With a population of 26 million, Australia has recorded more than 9,000 coronavirus cases, with 107 deaths.
AUSTIN, Texas — Texas Gov. Greg Abbott says “things will get worse” in the state as more than 10,000 patients are now hospitalized with the coronavirus.
The deadliest week of the pandemic yet in Texas continued Friday with 95 new deaths.
On the Texas-Mexico border, Starr County Judge Eloy Vera says his rural community is trying to get a refrigerated trailer because the local funeral home can’t keep up with more than two bodies a day.
Texas members of Congress are asking the Trump administration for a field hospital in the Rio Grande Valley. They warn in a letter sent Friday to the health and human services secretary Azar that there is “no indication that case counts will level out soon.”
SALEM, Ore. — Oregon health officials are urging people to limit indoor social gatherings to fewer than 10 people during the next three weeks amid a “troubling” surge in coronavirus cases.
New projections by the Oregon Health Authority predict that if transmission of the virus continues at the current pace, the estimated number of new daily, confirmed infections could reach anywhere from 1,100 to 3,600.

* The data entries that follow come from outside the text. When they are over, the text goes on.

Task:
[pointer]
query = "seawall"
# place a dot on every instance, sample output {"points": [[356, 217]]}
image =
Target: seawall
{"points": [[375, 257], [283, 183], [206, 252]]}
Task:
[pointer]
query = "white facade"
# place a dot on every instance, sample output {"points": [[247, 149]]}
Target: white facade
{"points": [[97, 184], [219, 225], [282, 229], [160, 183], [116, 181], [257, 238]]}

The director of the Oregon Health Authority says that “we are calling on Oregonians to take action, to help us bring down the spread of COVID-19 and get it under control so we can again bend the curve back down.”

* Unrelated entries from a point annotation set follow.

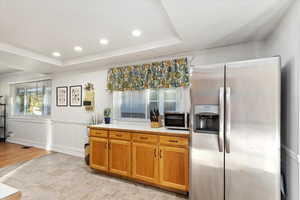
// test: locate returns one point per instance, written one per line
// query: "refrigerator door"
(207, 149)
(252, 130)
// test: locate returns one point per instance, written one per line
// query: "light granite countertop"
(142, 128)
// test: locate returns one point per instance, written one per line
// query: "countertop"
(142, 128)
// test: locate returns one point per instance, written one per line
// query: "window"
(136, 105)
(32, 98)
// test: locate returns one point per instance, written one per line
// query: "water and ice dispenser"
(206, 118)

Oregon officials reported 275 new confirmed and presumptive COVID-19 cases Friday, bringing the total statewide to 11,454. There have been at least 232 deaths.

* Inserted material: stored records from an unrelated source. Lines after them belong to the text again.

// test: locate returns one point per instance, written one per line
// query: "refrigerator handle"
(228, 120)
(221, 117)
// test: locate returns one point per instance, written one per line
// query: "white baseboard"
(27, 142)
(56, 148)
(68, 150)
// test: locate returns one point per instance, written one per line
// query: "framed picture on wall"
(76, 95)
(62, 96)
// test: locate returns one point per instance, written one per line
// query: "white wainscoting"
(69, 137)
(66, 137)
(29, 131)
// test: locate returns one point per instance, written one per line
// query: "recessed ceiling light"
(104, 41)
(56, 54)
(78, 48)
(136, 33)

HARRISBURG, Pa. — Confirmed coronavirus infections in Pennsylvania hit over 1,000 on Friday in the state’s highest one-day mark since May, with state health officials blaming the rising numbers on crowded bars and out-of-state travel to virus hot spots.
Pennsylvania reported more than 1,000 new confirmed infections for the first time since May 10. About 175 of the newly reported cases arose from a batch of private lab results, according to the state Health Department.
Health officials reported another 32 virus-related deaths, raising the statewide toll to 6,880.
State health officials warned in an alert to hospitals, doctors offices and other heath care providers that increasing numbers of young people are contracting the virus. The Health Department also said that local outbreaks are being traced to out-of-state travel and to parties, restaurants, bars and other social gatherings.
RALEIGH, N.C. — A North Carolina state senator has tested positive for COVID-19, the first known case to involve a General Assembly member.
The senator wasn’t named in a statement from Senate leader Phil Berger, who says it’s a Republican male.
Berger says the senator had already taken a test that came back negative before returning to Raleigh this week. He took a second test Thursday because his spouse was scheduled for a medical procedure. That test came back positive Friday, according to Berger.
The senator hasn’t had any symptoms during this period. Berger says: “He is staying home and feels well.”
Legislators, especially Democrats, have sought more restrictions and criticized legislators — mostly Republicans — who have declined to wear face coverings indoors.
The full legislature isn’t expected to return to work until September.